Our heroes are young men and women committed to being exceptional role models to our campers. These are individuals whose talents justify easier hours and higher pay, but who understand the power of working with young people (of course, they also enjoy having an active and exciting summer). While these heroes teach the campers a great deal, they inevitably learn some powerful lessons themselves. They learn the 21st Century skills of communication, teamwork, work ethic, leadership and creative thinking as well the joy of serving others. They learn that hard work and great fun can go together.
I deeply believe that we could run a great camp on an acre of asphalt if we have the right staff. Camp truly begins and ends with the role models and relationships. Happily, Camp Champions is a LOT nicer than an acre of asphalt, but we always keep this in mind.

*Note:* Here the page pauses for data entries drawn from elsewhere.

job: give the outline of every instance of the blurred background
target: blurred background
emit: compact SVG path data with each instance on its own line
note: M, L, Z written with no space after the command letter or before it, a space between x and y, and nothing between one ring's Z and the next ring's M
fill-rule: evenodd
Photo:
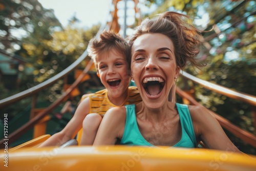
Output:
M75 12L74 7L90 7L90 1L59 1L59 6L57 4L54 8L62 8L62 12L68 11L71 7L74 10L74 8L75 12L66 19L61 12L56 16L57 9L44 7L44 0L0 1L0 99L36 87L69 67L79 57L100 25L112 20L110 14L115 7L111 4L102 6L100 1L96 1L97 5L90 7L92 12L81 15ZM108 1L110 4L112 2ZM198 56L199 61L206 63L206 67L199 70L188 66L184 71L210 82L256 96L255 1L142 0L137 1L136 7L134 1L126 1L126 12L123 10L123 1L119 1L116 7L120 9L117 15L120 35L129 36L141 19L164 11L189 15L193 17L191 23L198 29L209 30L213 28L214 30L204 35L205 42ZM70 5L64 6L64 4ZM102 6L109 9L106 14L100 15L99 11L103 10L99 7ZM135 7L139 9L140 12L135 11ZM84 10L86 10L85 8ZM98 17L93 17L96 15ZM127 26L123 26L124 20ZM64 79L37 93L36 107L47 108L55 101L77 78L90 59L86 58ZM255 106L180 77L178 87L201 104L242 129L256 134ZM66 100L72 101L75 108L82 95L103 88L93 66L87 77ZM183 102L182 98L178 95L177 100ZM29 120L31 101L32 97L28 97L1 109L2 121L4 114L8 114L10 133ZM55 111L59 111L63 105L64 103L61 103ZM60 130L71 117L71 115L67 114L64 117L66 120L51 120L47 133L52 134ZM225 131L241 151L256 155L253 146ZM31 139L32 132L33 130L28 131L27 135L13 145ZM3 137L1 134L0 138Z

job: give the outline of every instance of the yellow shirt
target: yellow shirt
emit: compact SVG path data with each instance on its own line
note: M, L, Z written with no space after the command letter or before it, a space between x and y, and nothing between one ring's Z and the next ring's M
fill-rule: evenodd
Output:
M89 113L97 113L103 116L106 111L112 108L119 106L112 103L108 97L108 91L104 89L95 93L91 93L83 95L81 101L89 97L90 99ZM128 94L126 100L119 106L126 104L136 104L142 100L139 90L136 87L130 86L128 89ZM77 140L80 143L82 136L82 129L81 129L77 134Z

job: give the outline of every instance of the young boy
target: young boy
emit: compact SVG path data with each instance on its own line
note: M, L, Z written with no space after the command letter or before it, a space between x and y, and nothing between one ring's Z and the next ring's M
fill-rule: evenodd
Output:
M106 89L82 98L74 116L65 127L39 147L60 145L74 138L82 126L80 144L92 144L101 117L108 110L141 101L137 88L129 87L131 57L128 44L114 33L104 31L98 39L90 40L88 48L97 75ZM79 140L81 134L81 131L78 136Z

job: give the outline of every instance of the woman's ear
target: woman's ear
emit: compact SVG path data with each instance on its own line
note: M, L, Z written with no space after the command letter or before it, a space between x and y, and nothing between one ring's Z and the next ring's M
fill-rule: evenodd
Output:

How do we go about gathering these heroes? We start with a very clear idea of who we are looking for. Our counselors do not all have the same personality type (for example, it is important to have both rambunctious and soothing counselors at camp), but they do need to have certain characteristics. They must have a positive, optimistic bias towards life – they look for solutions rather than focus on problems. They must enjoy children. They must be fun. They must have an interest in excellence. With this in mind, we go on the road.
Each year, we spend over five months recruiting. We visit campuses, travel internationally to meet applicants from other countries and encourage our existing counselors to recruit their friends. [Note: I love the fact that most of our counselors will recommend only a small percentage of their friends, because most “are good enough to be friends, but not good enough for Champions”.]
Typically, we travel to London and Scotland to meet and hire international counselors. We are not willing to hire them if we do not meet them (given some of our strict standards), so did not start to hire many internationals until about 7 years ago. When we go to England, we have had more people interview to work with us than the next 6 camps put together. We have garnered a reputation as the place to go if you want the most intense, but also most rewarding experience. A few of our internationals were already here before the travel and visa bans kicked in, so we still have some great variety, but we miss our internationals.
But as I mentioned previously, what we lost in international counselors, we have picked up from great counselors who have had their plans change. This is a great group.
Once we identify great candidates, we put them through a rigorous selection process highlighted with interviews that last 1-2 hours each. We also require them to commit to some strict behavioral guidelines, including a strict anti-alcohol policy (the policy is not a neo-prohibitionist stance on our part, but is instead a way to assure that our counselors are focused on our campers and not on their nights off). Once we have found individuals that are fun, talented and committed, we put them through a 12-day orientation (the longest we are aware of) to make sure that they have the skills to work with your child.
Through this process, we create the magic of camp. We believe that you can have a wonderful camp on an acre of asphalt if you have the right counselors. Of course, if you have a beautiful site on Lake LBJ with countless activities and great equipment, that only makes the experience greater. But it all comes down to the counselors. I hope you take the time to get to know your camper’s counselor this summer (you might even write his or her a letter just for fun).